Quando chovia, Luiza escondia
os espelhos com lençóis e queimava palma de Santa Rita pela
casa. Rezava orações molhadas, embalada pelas visões
de Noé a navegar um oceano sem peixes e de Moisés a abrir
uma estrada no mar. Temia o dilúvio, mas amava as águas.
Gostava tanto delas que colocava baldes debaixo
das calhas só pelo gosto de beber água de chuva, encher
uma bacia e se sentar dentro dela para banhar as partes íntimas.
A intimidade com as águas
foi tanta que Luiza emprenhou delas. O pai não entendeu esta aquática
concepção e a expulsou de casa. Não teve José
nem o
Espírito Santo para lhe indicarem uma manjedoura e acabou parindo
num hospital municipal, num dia em que os médicos entraram em greve.
Parto difícil. Placenta
cheia, a inundar os corredores e a cidade quando a bolsa arrebentou.
Foi socorrida por Sebastiana das Águas, um esqueleto seco que por
falta de leito jazia
estendida no chão.
Depois do nascimento, não
vieram os reis magos e nenhuma estrela iluminou o céu. Compreendeu
o descaso de Deus e foi-se embora carregando o filho,
embrulhado num casaco velho.
Criou o filho com as águas
(era lavadeira). Por falta de vagas na escola, não lhe deu estudos.

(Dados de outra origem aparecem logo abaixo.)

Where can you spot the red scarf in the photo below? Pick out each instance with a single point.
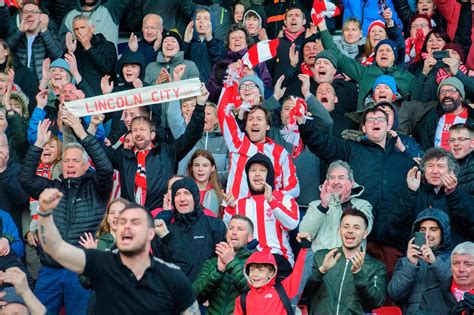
(443, 74)
(367, 61)
(415, 43)
(292, 37)
(458, 293)
(140, 176)
(305, 69)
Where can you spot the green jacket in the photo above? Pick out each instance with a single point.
(365, 76)
(221, 289)
(341, 292)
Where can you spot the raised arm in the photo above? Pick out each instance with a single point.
(68, 256)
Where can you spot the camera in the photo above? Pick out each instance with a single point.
(440, 54)
(382, 6)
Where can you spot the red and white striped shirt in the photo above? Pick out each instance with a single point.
(241, 149)
(272, 220)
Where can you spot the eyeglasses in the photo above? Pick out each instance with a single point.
(33, 12)
(248, 86)
(460, 139)
(450, 92)
(340, 177)
(375, 119)
(424, 25)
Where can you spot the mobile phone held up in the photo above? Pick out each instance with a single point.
(420, 239)
(382, 6)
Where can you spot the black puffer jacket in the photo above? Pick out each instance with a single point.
(85, 198)
(466, 174)
(45, 45)
(198, 231)
(161, 162)
(382, 171)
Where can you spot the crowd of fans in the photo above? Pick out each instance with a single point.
(326, 166)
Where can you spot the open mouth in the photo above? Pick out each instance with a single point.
(349, 239)
(126, 239)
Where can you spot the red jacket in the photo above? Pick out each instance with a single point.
(265, 300)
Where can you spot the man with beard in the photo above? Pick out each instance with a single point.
(338, 191)
(363, 277)
(377, 165)
(271, 211)
(80, 211)
(434, 184)
(221, 278)
(433, 129)
(128, 279)
(145, 168)
(461, 142)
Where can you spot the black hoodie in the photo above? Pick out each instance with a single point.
(198, 231)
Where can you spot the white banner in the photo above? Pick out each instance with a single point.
(149, 95)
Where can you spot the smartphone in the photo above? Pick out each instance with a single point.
(382, 6)
(440, 54)
(420, 239)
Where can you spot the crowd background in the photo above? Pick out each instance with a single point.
(349, 122)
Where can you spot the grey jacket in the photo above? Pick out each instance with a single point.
(410, 282)
(323, 224)
(45, 45)
(105, 18)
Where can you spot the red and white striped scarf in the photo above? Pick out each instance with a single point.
(444, 74)
(140, 176)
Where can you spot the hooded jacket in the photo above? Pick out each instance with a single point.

Mas deu água. Muita água, ao invés de leite.
Quando ficou velha, já
não escondia os espelhos nem queimava palma de Santa Rita: as chuvas
já eram outras e as águas das calhas, poucas. O medo do
dilúvio tinha escorrido pelo ralo e agora tinha outro rosto:
deserto e seco como a desesperança do fio de água a descer
das montanhas; árido e infértil como a sua
barriga vazia. Não era coisa do Céu. Era humano, demasiadamente
humano...
Luiza aprendeu então
a temer os homens. Mas nem todos. Temia os "de lá". Os de lá
das bandas dos roubos juramentados, dos surrupios legalizados, dos
desfalques justificados, das violências banalizadas e das mentiras
validadas. Os "de cá", os das bandas dos que sempre esperam, ela
amava como amava as águas
na época em que elas emprenhavam o mundo.